As part of the agreement announced Monday, Time Warner has restated its financial results to reduce the amount of online advertising revenues it reported by about $500 million from the fourth quarter of 2000 through 2002, the SEC said.
Time Warner will neither admit nor deny any wrongdoing under the settlement. However, it has agreed to appoint an independent examiner who will further review the company’s accounting for several previous transactions. That report, which is expected to be done within six months, could result in further restatements.
The details of the deal are in line with a settlement that the company had proposed to the SEC and disclosed last December. At that time, the company also said it agreed to pay $210 million to settle charges of criminal securities fraud in a separate investigation by the Department of Justice.
Together, the two settlements lifted a cloud of uncertainty that had been hanging over the company for more than two years.

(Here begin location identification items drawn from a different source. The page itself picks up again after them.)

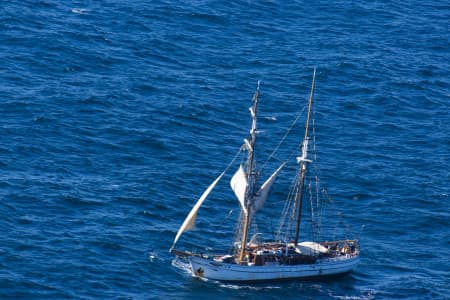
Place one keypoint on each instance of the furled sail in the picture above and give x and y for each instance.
(239, 184)
(263, 191)
(189, 222)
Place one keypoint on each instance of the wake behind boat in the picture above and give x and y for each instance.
(287, 256)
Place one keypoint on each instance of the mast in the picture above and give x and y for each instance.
(251, 175)
(303, 162)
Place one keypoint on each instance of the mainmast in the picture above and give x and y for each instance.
(302, 160)
(251, 175)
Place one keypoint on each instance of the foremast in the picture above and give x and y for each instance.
(251, 174)
(303, 162)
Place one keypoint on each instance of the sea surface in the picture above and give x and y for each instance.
(116, 115)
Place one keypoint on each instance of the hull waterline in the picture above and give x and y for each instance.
(209, 269)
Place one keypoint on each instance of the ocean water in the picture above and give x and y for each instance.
(116, 115)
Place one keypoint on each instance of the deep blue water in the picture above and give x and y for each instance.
(116, 115)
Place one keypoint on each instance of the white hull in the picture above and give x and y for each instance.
(209, 269)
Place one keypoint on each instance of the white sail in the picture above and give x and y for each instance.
(263, 191)
(239, 186)
(189, 222)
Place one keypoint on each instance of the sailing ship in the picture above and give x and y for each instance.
(289, 256)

Time Warner is now hoping to use its improving balance sheet to pursue acquisitions, primarily the cable assets of Adelphia Communications Corp.
“We’re pleased to have resolved the SEC’s investigation of the company based on the proposed settlement announced late last year,” Time Warner spokeswoman Mia Carbonell said. “We’re committed to cooperating with the independent examiner as well as fulfilling all of our other obligations under the settlement.”
Time Warner agreed to be bought by AOL at the height of the Internet bubble in early 2000, resulting in a disastrous merger that shattered the company’s share price. The company’s stock is still about 75 percent below the level it reached prior to the merger.